Field Level Lineage API

This document describes the API for the Field Level Lineage feature. Please see corresponding examples and user stories for more details about the feature.

Input to the field operation can be Source (in case of Source plugin) or another field(in case of Transform plugin).

// Represents input to the Field operations
public abstract class Input {
   // Name which uniquely identifies the input
   String name;
   // Description associated with the input
   String description;
 
   // Create input from the source dataset. Note that this will 
   // always be dataset as even for external sources such as Kafka, File
   // we create dataset for lineage purpose as identified by the Reference Name.
   public static Input ofDataset(String name) {
    ...
   }
 
   public static Input ofDataset(String namespace, String name) {
    ...
   }


   // Create input from a Field.
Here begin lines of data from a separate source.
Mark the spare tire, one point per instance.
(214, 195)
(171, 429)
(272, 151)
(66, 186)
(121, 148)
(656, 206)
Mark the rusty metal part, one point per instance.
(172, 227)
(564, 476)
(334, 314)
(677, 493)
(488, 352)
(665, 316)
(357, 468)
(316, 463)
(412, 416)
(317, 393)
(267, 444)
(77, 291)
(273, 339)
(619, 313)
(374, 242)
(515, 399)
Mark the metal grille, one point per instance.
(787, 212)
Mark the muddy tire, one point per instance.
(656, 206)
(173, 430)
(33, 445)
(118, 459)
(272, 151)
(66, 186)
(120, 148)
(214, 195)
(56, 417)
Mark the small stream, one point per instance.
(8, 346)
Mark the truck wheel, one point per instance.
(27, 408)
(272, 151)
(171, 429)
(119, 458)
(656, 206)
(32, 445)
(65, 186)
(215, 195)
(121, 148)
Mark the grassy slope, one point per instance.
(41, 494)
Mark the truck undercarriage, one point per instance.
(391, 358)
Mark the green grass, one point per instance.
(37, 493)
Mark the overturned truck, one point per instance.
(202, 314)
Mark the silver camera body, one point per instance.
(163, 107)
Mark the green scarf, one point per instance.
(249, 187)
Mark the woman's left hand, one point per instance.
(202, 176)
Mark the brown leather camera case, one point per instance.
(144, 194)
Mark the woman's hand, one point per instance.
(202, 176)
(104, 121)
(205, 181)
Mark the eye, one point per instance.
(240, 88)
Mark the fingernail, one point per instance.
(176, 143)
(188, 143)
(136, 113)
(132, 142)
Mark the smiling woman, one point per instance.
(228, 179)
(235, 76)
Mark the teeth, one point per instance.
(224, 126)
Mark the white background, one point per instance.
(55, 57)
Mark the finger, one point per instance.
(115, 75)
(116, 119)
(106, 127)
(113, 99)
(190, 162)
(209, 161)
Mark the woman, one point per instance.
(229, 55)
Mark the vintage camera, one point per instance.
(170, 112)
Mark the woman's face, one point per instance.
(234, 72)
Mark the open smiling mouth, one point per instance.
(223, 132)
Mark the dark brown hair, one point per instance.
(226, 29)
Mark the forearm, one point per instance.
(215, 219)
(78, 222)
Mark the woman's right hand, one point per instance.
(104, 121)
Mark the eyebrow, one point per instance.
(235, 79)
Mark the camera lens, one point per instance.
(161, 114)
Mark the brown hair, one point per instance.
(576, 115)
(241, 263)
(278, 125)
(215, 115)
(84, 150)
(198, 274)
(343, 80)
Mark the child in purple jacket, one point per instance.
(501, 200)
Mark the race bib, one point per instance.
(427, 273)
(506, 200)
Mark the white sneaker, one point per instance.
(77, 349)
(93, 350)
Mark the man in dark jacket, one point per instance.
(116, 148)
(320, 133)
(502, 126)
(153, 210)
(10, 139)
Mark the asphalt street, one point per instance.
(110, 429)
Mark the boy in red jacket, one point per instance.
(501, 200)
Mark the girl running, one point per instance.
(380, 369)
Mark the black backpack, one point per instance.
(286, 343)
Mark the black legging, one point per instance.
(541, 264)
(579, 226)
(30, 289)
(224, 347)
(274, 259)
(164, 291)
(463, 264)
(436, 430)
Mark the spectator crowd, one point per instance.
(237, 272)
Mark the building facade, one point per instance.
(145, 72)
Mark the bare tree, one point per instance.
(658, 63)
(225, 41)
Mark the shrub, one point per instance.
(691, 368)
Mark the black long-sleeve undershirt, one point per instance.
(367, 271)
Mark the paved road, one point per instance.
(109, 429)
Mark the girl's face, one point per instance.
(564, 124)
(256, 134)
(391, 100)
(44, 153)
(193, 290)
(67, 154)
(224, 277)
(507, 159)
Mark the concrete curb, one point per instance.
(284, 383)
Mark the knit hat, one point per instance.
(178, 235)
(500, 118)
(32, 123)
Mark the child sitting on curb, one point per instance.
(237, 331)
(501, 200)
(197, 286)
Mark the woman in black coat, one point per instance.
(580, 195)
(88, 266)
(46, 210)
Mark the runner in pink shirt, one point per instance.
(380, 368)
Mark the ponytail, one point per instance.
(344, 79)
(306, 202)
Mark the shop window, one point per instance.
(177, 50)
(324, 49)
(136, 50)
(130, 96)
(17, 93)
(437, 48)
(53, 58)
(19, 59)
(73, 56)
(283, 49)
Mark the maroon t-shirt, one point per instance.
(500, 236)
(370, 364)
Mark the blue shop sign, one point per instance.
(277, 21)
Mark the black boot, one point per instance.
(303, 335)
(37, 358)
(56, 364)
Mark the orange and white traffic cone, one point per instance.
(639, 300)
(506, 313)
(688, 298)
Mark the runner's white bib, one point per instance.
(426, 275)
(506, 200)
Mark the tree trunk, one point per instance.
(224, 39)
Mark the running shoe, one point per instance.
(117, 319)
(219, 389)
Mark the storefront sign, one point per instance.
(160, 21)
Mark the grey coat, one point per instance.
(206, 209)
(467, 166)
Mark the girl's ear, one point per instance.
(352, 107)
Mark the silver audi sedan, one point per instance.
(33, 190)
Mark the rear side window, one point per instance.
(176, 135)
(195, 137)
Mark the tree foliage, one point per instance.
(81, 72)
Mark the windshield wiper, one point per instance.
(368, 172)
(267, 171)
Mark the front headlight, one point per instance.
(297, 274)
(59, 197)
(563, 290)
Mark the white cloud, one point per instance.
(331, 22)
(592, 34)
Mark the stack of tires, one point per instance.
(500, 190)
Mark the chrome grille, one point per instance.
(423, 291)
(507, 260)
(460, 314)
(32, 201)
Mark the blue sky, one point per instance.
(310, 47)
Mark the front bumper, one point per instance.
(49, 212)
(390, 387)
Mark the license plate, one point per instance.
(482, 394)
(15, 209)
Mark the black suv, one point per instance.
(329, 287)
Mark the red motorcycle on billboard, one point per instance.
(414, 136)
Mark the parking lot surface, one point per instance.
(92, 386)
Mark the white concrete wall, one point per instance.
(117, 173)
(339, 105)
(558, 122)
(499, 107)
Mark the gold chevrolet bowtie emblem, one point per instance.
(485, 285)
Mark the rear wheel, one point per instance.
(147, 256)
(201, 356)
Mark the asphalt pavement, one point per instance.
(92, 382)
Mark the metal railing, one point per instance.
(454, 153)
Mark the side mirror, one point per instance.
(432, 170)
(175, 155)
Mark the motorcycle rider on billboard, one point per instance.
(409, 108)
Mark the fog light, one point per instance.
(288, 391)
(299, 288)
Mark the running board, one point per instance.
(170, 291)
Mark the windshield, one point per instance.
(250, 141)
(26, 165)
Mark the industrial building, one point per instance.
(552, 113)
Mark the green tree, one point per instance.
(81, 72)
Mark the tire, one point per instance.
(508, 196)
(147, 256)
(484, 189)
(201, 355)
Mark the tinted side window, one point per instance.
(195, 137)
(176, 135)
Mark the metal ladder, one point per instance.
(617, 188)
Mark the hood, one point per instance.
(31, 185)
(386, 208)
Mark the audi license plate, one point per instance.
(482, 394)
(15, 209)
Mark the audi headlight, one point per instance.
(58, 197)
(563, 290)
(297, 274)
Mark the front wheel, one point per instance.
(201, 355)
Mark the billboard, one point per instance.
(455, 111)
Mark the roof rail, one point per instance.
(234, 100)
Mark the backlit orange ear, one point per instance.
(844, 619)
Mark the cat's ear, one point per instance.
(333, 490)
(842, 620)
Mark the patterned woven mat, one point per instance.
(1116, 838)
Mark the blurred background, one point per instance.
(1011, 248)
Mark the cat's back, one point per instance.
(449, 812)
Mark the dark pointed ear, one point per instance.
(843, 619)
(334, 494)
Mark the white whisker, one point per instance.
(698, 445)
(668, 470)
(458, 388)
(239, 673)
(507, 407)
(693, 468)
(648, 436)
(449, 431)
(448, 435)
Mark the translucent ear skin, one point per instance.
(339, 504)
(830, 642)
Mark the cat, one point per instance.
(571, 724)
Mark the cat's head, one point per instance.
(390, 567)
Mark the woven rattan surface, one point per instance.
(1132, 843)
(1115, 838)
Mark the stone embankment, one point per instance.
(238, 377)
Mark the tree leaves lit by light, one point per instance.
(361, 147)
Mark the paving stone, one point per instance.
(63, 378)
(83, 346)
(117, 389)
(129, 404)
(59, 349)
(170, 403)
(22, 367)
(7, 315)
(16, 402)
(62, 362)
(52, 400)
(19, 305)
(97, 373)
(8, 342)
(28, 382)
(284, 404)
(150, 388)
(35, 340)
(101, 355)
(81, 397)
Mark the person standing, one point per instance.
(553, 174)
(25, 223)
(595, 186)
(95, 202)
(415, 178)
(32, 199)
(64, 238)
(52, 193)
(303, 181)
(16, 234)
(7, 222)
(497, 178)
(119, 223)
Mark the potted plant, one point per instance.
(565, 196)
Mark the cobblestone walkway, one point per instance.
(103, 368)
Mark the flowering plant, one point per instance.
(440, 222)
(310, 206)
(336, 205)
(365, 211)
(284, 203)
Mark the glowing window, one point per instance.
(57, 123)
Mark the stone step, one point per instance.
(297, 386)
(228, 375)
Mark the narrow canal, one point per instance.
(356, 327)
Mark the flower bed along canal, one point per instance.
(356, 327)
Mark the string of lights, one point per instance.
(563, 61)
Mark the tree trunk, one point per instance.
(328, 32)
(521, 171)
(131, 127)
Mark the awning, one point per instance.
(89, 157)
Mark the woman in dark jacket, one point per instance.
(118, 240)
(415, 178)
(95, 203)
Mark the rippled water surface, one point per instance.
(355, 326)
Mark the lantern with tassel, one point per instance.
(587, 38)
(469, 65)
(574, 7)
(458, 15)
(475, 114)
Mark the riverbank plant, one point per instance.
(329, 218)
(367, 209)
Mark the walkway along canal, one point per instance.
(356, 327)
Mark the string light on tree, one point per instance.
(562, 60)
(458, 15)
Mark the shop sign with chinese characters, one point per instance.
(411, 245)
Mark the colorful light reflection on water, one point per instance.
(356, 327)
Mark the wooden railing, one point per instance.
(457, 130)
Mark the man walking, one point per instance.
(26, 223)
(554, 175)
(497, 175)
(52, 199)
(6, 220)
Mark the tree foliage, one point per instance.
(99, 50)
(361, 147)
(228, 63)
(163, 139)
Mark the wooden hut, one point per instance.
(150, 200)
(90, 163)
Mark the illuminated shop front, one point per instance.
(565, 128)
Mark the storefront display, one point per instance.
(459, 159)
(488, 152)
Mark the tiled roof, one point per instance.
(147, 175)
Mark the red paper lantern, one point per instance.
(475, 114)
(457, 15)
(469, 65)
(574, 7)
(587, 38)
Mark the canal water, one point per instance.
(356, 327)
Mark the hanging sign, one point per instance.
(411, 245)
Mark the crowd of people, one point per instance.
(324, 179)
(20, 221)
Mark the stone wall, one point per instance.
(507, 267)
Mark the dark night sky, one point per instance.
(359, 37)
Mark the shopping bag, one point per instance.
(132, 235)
Since Schema can be nested, plain String cannot be 
   // used to uniquely identify the Field in the Schema, as multiple Fields can have same name
   // but different nesting. In order to uniquely identify a Field from the Schema we will 
   // need an enhancement in the CDAP platform so that each Field can hold the transient
   // reference to the parent Field. From these references, then we can create unique field path.
   public static Input ofField(Schema.Field field) {
    ...
   }
}
 
// Concrete implementation of the Input which represents the Source
public class DatasetInput extends Input {
   // Namespace associated with the Dataset. 
   // This is required since programs can read the data from different namespace.
   String namespace;
 
   // Properties associated with the Input. 
   // This can potentially store plugin properties for context.
   // For example in case of KafkaConsumer source, properties can include broker id, list of topics etc.
   Map<String, String> properties;
}
 
// Concrete implementation of the Input which represents the Field.
public class FieldInput extends Input {
   Schema.Field field;
}

Output of field operation can only be field (This is to confirm, otherwise we would need hierarchy similar to the Input side).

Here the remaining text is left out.